A dossier written by former British intelligence officer Christopher Steele was circulated to the FBI and media outlets before the 2016 election. Its unproven assertions that Russia had embarrassing information about Trump and some of his campaign's advisers were meant to damage Trump.
The FEC said Clinton and the DNC violated strict rules on describing expenditures of payments funneled to the opposition research firm Fusion GPS through their law firm, the Examiner reported Wednesday.
The FEC, in a memo to the Coolidge Reagan Foundation, which filed a complaint more than three years ago, said it fined Clinton's treasurer $8,000 and the DNC's treasurer $105,000.
"This may well be the first time that Hillary Clinton — one of the most evidently corrupt politicians in American history — has actually been held legally accountable, and I'm proud to have forced the FEC to do their job for once," Dan Backer, who brought the complaint on behalf of the foundation, which focuses on free speech and the First Amendment, told the Examiner.
The DNC and Clinton campaign claimed a combined $1,024,407.97 was paid for legal services, not opposition research, to law firm Perkins Coie for Fusion GPS' information.
The money — $849,407.97 from the DNC and $175,000 from the Clinton campaign — covered Fusion GPS' opposition research on the dossier, which fueled the so-called "Russia hoax."
The Clinton campaign and DNC argued they paid for "legal advice and services" because it was Perkins Coie, not them, that hired Fusion GPS. The FEC, however, said the law was clear and violated.
Clinton has in the past defended her campaign's spending for the information and the work of campaign lawyer Marc Elias, who worked for Fusion GPS, which compiled the dossier.
"Solely for the purpose of settling this matter expeditiously and to avoid further legal costs, respondent[s] does not concede, but will not further contest the commission's finding of probable cause to proceed," the FEC said in its memo.
News of the fine came less than a week after Trump sued Clinton and several other Democrats, alleging that they tried to rig the election by tying his campaign to Russia.

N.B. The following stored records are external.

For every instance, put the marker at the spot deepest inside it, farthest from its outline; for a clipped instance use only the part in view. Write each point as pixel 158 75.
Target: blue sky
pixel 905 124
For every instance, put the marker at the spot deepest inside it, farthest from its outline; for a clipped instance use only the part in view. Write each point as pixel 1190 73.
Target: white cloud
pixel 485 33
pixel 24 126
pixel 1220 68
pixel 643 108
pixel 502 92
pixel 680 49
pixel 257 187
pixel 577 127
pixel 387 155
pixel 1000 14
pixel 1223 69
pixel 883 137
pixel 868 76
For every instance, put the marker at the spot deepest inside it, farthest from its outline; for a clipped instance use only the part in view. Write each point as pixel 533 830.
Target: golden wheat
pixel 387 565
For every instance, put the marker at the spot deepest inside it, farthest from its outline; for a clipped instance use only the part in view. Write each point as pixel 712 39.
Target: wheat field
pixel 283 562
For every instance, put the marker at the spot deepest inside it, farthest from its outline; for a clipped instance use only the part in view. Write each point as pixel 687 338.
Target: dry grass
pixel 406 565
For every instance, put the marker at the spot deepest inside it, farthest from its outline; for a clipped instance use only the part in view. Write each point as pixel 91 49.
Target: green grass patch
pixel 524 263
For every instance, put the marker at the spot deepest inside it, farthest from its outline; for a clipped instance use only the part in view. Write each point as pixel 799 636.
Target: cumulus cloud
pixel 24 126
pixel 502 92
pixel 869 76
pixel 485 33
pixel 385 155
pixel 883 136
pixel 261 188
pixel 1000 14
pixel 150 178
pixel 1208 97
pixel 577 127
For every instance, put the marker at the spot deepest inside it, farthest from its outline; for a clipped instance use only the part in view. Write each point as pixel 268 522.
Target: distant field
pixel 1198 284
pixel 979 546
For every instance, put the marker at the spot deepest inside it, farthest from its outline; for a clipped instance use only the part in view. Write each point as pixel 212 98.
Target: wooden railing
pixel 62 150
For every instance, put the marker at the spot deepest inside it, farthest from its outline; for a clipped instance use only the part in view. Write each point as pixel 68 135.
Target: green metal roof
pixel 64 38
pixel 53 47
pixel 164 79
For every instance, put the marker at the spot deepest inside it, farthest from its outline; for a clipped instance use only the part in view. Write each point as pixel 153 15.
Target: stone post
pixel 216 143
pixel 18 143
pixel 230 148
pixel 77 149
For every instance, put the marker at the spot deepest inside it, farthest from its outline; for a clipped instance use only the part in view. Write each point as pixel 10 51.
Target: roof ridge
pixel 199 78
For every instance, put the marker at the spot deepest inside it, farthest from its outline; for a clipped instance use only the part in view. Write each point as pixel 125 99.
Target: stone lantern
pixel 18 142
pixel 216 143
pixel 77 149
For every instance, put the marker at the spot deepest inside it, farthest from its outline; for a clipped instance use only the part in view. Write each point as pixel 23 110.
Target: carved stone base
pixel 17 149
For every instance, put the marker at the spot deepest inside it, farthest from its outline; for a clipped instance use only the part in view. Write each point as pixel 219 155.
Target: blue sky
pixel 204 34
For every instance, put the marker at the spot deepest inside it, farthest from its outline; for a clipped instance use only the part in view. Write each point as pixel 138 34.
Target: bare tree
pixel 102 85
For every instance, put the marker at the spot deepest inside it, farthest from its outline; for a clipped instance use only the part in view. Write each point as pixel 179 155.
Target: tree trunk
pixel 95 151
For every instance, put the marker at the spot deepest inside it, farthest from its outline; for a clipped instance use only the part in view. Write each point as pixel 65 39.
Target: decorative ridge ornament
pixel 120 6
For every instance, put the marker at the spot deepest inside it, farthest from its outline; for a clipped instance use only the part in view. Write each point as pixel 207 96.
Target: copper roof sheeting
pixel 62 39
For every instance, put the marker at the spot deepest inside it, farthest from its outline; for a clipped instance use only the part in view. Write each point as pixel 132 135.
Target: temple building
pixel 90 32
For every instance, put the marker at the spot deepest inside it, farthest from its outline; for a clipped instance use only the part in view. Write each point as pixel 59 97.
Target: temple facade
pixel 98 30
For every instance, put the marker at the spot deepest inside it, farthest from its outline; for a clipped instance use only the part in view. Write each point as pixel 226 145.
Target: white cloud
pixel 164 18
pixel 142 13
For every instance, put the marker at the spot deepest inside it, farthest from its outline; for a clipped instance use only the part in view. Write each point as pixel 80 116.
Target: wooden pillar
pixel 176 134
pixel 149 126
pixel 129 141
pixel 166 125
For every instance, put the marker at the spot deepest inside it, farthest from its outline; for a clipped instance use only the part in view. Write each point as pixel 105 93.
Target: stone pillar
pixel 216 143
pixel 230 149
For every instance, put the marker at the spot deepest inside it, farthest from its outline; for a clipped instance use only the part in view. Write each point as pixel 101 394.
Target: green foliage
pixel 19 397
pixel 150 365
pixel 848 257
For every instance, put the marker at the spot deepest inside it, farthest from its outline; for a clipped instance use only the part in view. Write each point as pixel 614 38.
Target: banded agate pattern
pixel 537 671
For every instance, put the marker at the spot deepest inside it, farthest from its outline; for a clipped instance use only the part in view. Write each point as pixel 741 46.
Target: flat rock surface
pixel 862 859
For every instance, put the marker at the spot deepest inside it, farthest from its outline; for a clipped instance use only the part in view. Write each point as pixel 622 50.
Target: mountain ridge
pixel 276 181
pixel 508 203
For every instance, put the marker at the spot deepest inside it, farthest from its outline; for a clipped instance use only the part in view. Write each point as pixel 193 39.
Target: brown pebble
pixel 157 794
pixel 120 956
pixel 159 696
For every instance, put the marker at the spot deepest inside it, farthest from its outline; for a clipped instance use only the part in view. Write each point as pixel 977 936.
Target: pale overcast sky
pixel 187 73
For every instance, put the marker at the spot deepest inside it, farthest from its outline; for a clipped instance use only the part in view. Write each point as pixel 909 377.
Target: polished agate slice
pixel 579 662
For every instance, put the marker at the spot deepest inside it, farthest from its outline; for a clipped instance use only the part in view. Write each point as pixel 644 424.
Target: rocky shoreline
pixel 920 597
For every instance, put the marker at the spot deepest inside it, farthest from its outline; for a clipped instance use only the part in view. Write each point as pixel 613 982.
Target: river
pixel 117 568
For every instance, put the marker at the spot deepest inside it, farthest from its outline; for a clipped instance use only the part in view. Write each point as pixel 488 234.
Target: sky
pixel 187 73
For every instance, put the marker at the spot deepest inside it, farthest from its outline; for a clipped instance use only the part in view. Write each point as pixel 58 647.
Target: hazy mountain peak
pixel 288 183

"Hillary Clinton and her cronies willfully engaged in the greatest political fraud in history — destroying our nation's faith in the electoral process, and it's high time they were held accountable," Backer told the Examiner. "I hope this is only the beginning."
Igor Danchenko, the primary researcher of the dossier, was arrested in November as part of special counsel John Durham's investigation. Danchenko was charged with "five counts of making false statements to the FBI."
Danchenko provided information to Steele, who compiled the accusations about Trump in a series of reports.
Durham in December told a federal court that, as part of his criminal probe into the origins of the Trump-Russia investigation, he was examining members of Clinton's 2016 presidential campaign.
In February, Durham alleged that indicted former Clinton campaign lawyer Michael Sussmann shared data purported to show rare Russian-made phones being used near the Trump White House as part of an alleged scheme to tie Trump to Russia.